It helps me get into that state of flow faster, helps me better visualize
abstract concepts and figure out how to translate them into physical objects,
makes the boring repetitive parts more fun, and it helps me find more novel
and interesting solutions to different construction problems I encounter. I
never get stoned, just buzzed, because if I get stoned then I can't do
anything. And I really only smoke when I'm sitting down to get to work, I'm
not much of a recreational smoker at all. Weed is for business hours! If I
just wanna have fun, I'm gonna drink beer.

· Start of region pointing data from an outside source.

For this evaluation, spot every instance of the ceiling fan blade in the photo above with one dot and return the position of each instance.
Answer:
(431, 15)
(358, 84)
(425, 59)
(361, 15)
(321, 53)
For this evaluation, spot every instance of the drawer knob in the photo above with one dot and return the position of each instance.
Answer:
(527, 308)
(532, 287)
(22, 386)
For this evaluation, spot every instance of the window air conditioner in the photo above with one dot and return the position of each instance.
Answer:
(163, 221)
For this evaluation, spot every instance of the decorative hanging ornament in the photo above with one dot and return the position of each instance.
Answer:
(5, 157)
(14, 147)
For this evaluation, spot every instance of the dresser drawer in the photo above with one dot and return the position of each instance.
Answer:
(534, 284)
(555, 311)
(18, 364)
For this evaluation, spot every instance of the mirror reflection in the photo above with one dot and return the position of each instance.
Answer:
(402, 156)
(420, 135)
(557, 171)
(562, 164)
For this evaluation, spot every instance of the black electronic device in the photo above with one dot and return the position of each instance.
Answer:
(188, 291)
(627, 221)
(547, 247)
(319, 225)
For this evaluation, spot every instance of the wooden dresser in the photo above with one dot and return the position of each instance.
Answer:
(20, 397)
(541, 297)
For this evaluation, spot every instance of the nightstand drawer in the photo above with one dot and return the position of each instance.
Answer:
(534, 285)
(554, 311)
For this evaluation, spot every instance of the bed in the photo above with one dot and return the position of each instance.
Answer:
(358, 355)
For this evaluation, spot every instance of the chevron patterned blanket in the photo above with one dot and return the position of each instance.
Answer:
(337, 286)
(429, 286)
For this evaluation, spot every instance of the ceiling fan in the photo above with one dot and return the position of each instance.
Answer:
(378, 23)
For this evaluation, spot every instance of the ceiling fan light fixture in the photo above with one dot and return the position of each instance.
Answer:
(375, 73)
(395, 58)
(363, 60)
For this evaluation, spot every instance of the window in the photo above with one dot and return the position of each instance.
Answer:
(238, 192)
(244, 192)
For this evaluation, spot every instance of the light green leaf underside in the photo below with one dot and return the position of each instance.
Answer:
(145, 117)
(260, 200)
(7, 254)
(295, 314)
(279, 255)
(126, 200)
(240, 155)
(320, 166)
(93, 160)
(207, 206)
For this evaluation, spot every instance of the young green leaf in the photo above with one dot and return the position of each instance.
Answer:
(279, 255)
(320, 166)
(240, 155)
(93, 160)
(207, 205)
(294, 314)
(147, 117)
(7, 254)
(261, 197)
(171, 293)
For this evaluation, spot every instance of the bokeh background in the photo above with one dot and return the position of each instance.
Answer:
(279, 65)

Alcohol has a pretty negative effect on my work, though. I get sloppy and it's
a terrible idea to play with sharp objects and permanent inks if you've been
drinking anyway. Loosening up and being unafraid to make things I think might
fail isn't something I really struggle with because my creative process is
super iterative and experimental. That one Ira Glass quote made me realize the
power of full-on wallowing in and relishing the ugly prototype stages of
things, so I do a lot of that knowing that after a few different versions to
work out the kinks and try some different approaches, I'll have something
really good on my hands. I love putting a final sculpture beside the ugly
prototype it began as and seeing how far it evolved, it's like looking at a
baby picture beside a picture of the successful, well-adjusted adult the baby
grew up to be. I can't help but take pride in both of them!

------
neurobashing
I used to do this so much. I'd get incredibly wasted and feel like I was
creating amazing art, I'd pass out from exhaustion (also, drugs and alcohol)
incredibly excited to show my bandmates what amazing insight I'd come up with.

Then I'd see it sober and be like, "'Club me with your love truncheon'? I
can't work with this. I can't ever even admit I wrote this. What the hell even
is this."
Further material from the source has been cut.